Estudantes pedem que mundo siga exemplo da Escócia na distribuição gratuita de absorventes

Estudantes pedem que mundo siga exemplo da Escócia na distribuição gratuita de absorventes

Absorventes à venda em loja de Glasgow, Escócia - AFP

O acesso gratuito a absorventes é uma “necessidade” – afirma um grupo de adolescentes que militou contra a pobreza menstrual em sua escola e chegou ao Parlamento escocês. Agora que a Escócia legislou a respeito, elas esperam que outros países sigam o exemplo.

O Parlamento autônomo escocês aprovou por unanimidade, na terça-feira (26), uma lei chamada de “revolucionária” pela primeira-ministra Nicola Sturgeon para que os absorventes sejam disponibilizados gratuitamente em todas as instituições públicas.

“Estamos felizes por termos contribuído para uma mudança tão significativa para o mundo”, diz à AFP Elle-Rose Fotheringham, de 17 anos, da escola Larbert, na cidade escocesa de Stenhousemuir.

“Espero que outros países sigam.
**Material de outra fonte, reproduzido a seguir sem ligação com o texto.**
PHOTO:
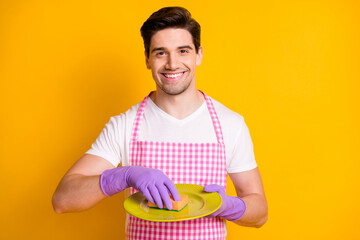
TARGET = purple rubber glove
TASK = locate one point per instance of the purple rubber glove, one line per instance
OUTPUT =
(153, 184)
(232, 208)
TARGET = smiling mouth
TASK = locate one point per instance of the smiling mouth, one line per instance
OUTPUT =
(173, 75)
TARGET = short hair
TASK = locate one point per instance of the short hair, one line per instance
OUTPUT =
(170, 17)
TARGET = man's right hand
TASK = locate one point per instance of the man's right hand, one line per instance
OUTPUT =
(152, 183)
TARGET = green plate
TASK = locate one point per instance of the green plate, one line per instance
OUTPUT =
(200, 204)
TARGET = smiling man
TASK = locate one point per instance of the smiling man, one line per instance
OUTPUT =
(177, 134)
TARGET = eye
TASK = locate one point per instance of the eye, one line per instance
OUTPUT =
(160, 53)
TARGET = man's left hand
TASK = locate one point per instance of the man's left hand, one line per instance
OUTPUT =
(232, 208)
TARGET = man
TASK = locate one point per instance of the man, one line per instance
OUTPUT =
(176, 135)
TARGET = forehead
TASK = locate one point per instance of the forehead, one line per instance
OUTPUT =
(171, 38)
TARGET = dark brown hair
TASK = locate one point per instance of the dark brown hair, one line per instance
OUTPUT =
(170, 17)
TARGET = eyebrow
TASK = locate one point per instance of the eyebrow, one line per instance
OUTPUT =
(162, 48)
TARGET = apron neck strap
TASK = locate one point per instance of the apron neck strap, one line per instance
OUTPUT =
(210, 106)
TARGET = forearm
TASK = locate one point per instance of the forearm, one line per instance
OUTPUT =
(77, 193)
(256, 211)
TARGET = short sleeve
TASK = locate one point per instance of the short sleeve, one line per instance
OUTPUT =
(242, 155)
(107, 144)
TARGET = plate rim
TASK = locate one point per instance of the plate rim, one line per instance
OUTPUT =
(200, 188)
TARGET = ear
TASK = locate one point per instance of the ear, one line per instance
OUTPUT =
(147, 62)
(199, 56)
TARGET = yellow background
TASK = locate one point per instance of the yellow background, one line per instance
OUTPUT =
(291, 68)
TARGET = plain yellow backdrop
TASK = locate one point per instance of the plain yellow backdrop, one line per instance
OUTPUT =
(291, 68)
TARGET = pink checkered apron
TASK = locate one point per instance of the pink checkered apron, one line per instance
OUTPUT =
(191, 163)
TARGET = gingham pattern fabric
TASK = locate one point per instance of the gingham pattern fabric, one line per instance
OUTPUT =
(192, 163)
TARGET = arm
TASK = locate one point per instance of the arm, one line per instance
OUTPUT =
(249, 187)
(80, 188)
(92, 178)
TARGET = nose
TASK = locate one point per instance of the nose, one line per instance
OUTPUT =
(172, 62)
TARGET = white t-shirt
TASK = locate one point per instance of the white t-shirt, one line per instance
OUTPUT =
(113, 142)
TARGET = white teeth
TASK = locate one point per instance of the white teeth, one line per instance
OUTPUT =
(172, 75)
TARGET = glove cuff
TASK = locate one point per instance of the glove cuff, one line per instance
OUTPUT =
(113, 180)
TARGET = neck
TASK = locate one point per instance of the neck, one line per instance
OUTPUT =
(179, 106)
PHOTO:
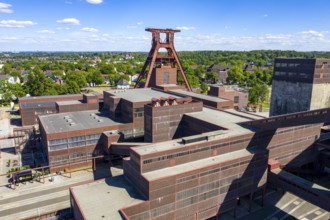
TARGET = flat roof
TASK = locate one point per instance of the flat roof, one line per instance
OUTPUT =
(81, 120)
(303, 182)
(140, 95)
(198, 164)
(228, 119)
(37, 104)
(199, 96)
(70, 102)
(103, 199)
(224, 119)
(49, 97)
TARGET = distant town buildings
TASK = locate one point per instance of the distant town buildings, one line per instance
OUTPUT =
(10, 79)
(300, 85)
(222, 72)
(239, 97)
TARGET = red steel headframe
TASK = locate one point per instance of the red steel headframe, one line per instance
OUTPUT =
(157, 43)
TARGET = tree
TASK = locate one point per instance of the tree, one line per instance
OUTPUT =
(258, 93)
(204, 88)
(95, 77)
(236, 75)
(78, 77)
(107, 69)
(211, 76)
(38, 84)
(9, 92)
(71, 87)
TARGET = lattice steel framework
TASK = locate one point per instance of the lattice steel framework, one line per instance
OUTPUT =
(170, 57)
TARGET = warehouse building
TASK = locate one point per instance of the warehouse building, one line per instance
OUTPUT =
(201, 175)
(300, 85)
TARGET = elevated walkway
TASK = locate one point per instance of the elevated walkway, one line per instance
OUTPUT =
(122, 148)
(302, 188)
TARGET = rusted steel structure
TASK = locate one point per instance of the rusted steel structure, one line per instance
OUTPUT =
(170, 58)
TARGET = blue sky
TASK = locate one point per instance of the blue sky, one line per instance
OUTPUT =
(118, 25)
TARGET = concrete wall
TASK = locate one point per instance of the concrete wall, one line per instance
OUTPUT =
(320, 96)
(163, 123)
(289, 97)
(158, 76)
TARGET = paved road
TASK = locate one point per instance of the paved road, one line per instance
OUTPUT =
(36, 205)
(35, 199)
(34, 194)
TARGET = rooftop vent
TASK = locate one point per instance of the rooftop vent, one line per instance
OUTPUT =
(192, 139)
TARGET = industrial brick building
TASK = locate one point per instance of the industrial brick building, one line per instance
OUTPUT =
(205, 172)
(30, 107)
(239, 97)
(300, 85)
(196, 156)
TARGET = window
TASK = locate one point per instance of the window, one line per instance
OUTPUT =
(236, 99)
(58, 147)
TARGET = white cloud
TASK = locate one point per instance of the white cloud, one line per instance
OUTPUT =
(186, 28)
(131, 26)
(46, 31)
(135, 25)
(94, 1)
(73, 21)
(16, 24)
(90, 29)
(313, 33)
(5, 8)
(8, 38)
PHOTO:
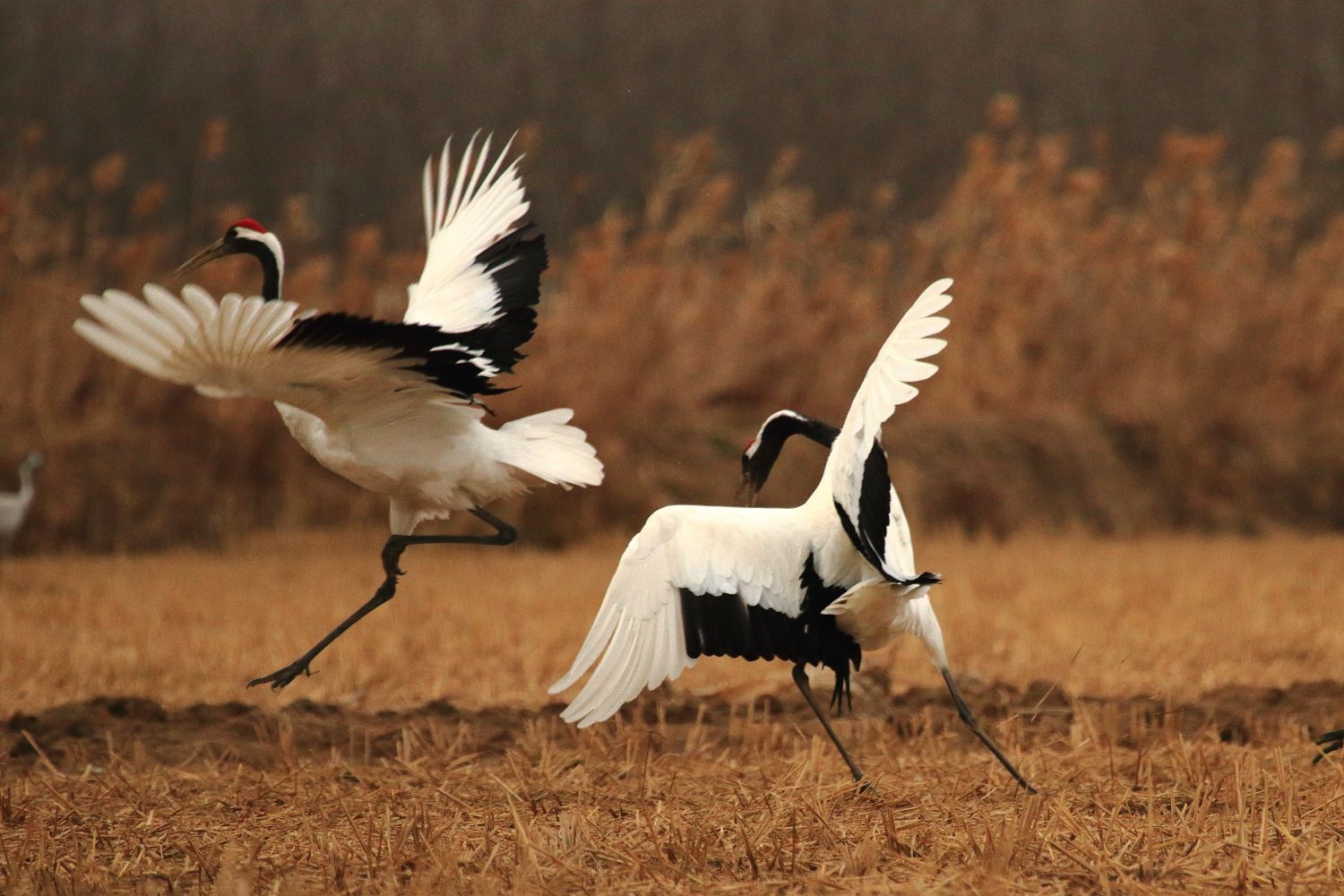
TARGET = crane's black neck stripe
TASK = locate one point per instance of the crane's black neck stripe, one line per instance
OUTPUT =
(875, 501)
(722, 625)
(269, 266)
(866, 525)
(777, 430)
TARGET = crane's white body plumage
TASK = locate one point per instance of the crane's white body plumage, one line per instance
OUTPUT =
(390, 408)
(637, 640)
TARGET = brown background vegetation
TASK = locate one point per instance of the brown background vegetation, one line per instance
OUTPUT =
(1145, 238)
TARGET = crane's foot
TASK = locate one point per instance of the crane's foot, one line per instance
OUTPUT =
(1328, 743)
(282, 677)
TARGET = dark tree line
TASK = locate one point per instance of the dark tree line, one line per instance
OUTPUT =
(341, 101)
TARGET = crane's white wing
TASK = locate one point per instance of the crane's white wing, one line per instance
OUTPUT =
(857, 468)
(483, 273)
(333, 366)
(750, 556)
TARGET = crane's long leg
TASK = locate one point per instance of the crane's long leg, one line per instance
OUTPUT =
(969, 718)
(800, 677)
(504, 533)
(1328, 743)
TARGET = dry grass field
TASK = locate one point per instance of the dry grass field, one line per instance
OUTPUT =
(1160, 692)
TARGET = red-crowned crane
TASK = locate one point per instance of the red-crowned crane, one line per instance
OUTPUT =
(13, 505)
(814, 584)
(392, 406)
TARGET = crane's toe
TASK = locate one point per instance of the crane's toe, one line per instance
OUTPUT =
(1328, 743)
(282, 677)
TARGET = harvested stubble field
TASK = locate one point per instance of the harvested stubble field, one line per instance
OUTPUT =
(1160, 692)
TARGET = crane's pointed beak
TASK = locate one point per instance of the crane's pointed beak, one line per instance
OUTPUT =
(217, 249)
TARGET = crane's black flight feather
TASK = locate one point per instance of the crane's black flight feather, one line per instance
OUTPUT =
(722, 625)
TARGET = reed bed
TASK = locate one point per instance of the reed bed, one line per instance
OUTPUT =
(1137, 344)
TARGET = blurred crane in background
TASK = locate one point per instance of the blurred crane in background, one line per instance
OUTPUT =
(13, 505)
(390, 406)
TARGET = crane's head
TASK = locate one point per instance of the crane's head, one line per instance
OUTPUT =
(245, 238)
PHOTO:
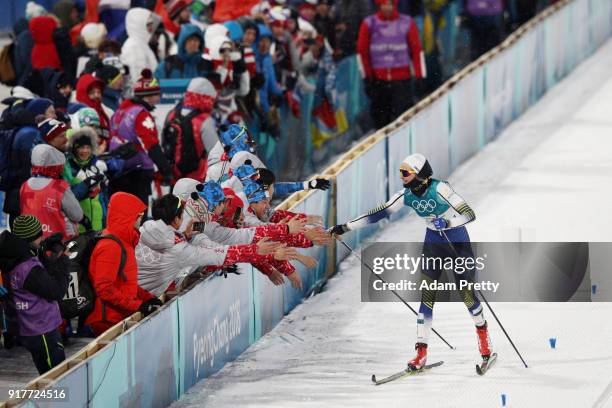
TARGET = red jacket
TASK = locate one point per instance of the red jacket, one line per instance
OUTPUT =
(395, 74)
(44, 53)
(117, 295)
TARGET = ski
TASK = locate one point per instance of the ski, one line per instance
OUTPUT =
(482, 368)
(404, 373)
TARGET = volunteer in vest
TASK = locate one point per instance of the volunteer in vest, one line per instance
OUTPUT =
(47, 196)
(198, 133)
(387, 46)
(35, 291)
(133, 123)
(115, 285)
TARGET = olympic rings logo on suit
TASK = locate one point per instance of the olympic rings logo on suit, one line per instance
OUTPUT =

Em todo mundo, há mulheres que precisam de acesso livre aos produtos de higiene feminina. É realmente uma necessidade”, insiste.

Essa adolescente formou o grupo “Lady Business” com suas colegas de turma Meredith Rae, Tilly O’Donnell e Abby Reid, após escrever um artigo sobre a pobreza menstrual para o jornal da escola.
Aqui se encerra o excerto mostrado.